However, the challenge persists, and the families of missing Central American migrants are still fighting an uphill battle simply to have access to justice. The obstacles that these families confront due to deficient inter-state cooperation then are compounded with the multiple flaws that already hamper the performance of national institutions charged with investigating disappearances. Many of the relatives of missing migrants are thus forced to embark on their own transnational odyssey: this time not to seek a better future, but to pursue justice.

2. Limits of Human Rights Law

Scholars have criticized human rights law for many reasons including its state-centric vision,[11] ideological imperialism,[12] reductive discourses,[13] and tendency to individualize claims.[14] However, the dire situation of families of missing Central American migrants sheds light on another problematic—yet under-analyzed—limit imposed by human rights norms, the doctrinal requirement to pinpoint a specific human rights violation as the individual responsibility of a particular state. Let me briefly summarize the implications of this model of legal reasoning based on “single-state” responsibility.

Under international human rights law, every person has the right to be protected against enforced disappearances.[15] If an enforced disappearance occurs, the victim’s family has a right to truth, justice, and reparations.[16] These standards apply to every state that has ratified the relevant human rights treaties—which arguably includes all states involved in the Central and North American crisis.[17]

Correspondingly, international human rights law establishes rules to determine which state shall bear the responsibility for the realization of all these rights. In the case of enforced disappearances, the primary determinant of responsibility is territorial control.[18] Generally, the state where the disappearance took place is the one responsible for guaranteeing the rights of migrants and their families.[19] Within the regional crisis of missing migrants, this means that either Mexico or the U.S. would hold primary responsibility towards most families of Central American migrants—as most disappearances occur within their borders.

Allocating the primary legal responsibility to the country where a migrant went missing is quite problematic.
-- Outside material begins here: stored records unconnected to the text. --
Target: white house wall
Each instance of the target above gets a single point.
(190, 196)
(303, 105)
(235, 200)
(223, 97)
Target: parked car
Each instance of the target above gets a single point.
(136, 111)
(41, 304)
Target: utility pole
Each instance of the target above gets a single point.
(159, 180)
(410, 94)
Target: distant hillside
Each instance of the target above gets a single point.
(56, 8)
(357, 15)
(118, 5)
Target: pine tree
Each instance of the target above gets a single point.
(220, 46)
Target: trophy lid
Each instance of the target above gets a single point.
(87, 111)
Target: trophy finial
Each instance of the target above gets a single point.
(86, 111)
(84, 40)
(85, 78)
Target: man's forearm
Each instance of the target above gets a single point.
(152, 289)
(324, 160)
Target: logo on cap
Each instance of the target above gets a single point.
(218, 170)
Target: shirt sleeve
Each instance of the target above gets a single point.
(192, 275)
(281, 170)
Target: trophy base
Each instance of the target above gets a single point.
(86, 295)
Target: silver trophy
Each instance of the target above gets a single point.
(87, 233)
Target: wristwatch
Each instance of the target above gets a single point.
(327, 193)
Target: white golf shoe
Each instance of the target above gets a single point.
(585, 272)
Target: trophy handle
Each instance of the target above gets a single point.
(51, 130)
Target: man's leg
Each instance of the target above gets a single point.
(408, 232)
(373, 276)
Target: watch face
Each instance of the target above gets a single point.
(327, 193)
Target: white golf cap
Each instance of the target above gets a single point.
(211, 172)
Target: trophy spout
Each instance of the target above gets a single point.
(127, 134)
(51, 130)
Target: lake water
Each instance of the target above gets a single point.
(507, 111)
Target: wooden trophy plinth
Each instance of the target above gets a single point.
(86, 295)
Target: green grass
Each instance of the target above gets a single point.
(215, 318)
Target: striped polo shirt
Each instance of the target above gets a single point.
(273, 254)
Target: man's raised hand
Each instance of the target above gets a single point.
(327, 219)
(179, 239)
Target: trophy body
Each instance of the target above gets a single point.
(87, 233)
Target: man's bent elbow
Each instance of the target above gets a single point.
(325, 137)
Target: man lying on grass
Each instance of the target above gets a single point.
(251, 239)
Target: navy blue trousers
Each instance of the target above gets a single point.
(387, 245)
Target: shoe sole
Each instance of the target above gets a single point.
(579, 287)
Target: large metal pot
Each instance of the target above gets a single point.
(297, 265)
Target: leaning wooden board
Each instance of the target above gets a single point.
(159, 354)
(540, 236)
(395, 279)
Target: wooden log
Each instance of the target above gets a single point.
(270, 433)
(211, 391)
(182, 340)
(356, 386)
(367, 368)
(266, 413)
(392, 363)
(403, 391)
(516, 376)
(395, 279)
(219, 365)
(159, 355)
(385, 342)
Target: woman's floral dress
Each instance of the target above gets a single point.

The transnational nature of the crisis implies that no individual state can meet its obligations to missing migrants on its own. Without coordination with Central American authorities, it is extremely hard for Mexico or the U.S. to procure the necessary evidence to conduct an adequate investigation, perform the identification procedure required to repatriate migrant remains, or communicate with families entitled to reparations. In fact, without regional coordination, neither Mexico nor the U.S. can even receive reports of potential disappearances from relatives of migrants who stayed back home.[20]

The mismatch between human rights law and the complexity of the migration crisis creates some perverse incentives. On the one hand, Central American governments could avoid their responsibilities to missing migrants by simply deflecting claims to their northern neighbors. On the other hand, Mexico and the United States could blame their inefficiency in handling the crisis to the challenges of inter-state cooperation.

Civil society organizations have made great efforts to avoid these pitfalls by fostering deeper inter-state coordination. Their strategies have been quite consequential. In 2015, for example, civil society advocacy led to the creation of the Mexican “Mecanismo de Apoyo al Exterior” (Mechanism for Foreign Support or MAE), an inter-institutional policy established by the Mexican government.[21] The MAE is an unprecedented initiative that aims to offer a solution for families of Central American migrants who have disappeared in Mexico. At its core, the policy aims to use Mexican consulates in Central America as conveyors, to receive reports of migrants that disappeared in Mexico and then transmit the results of investigatory efforts back to the families. In this way, families in Central America can access the Mexican justice system without having to leave their own countries. Additionally, the MAE also strives to facilitate coordination between families in Central America and the complex ensemble of Mexican authorities in charge of searching missing migrants, investigating disappearances, and providing reparations.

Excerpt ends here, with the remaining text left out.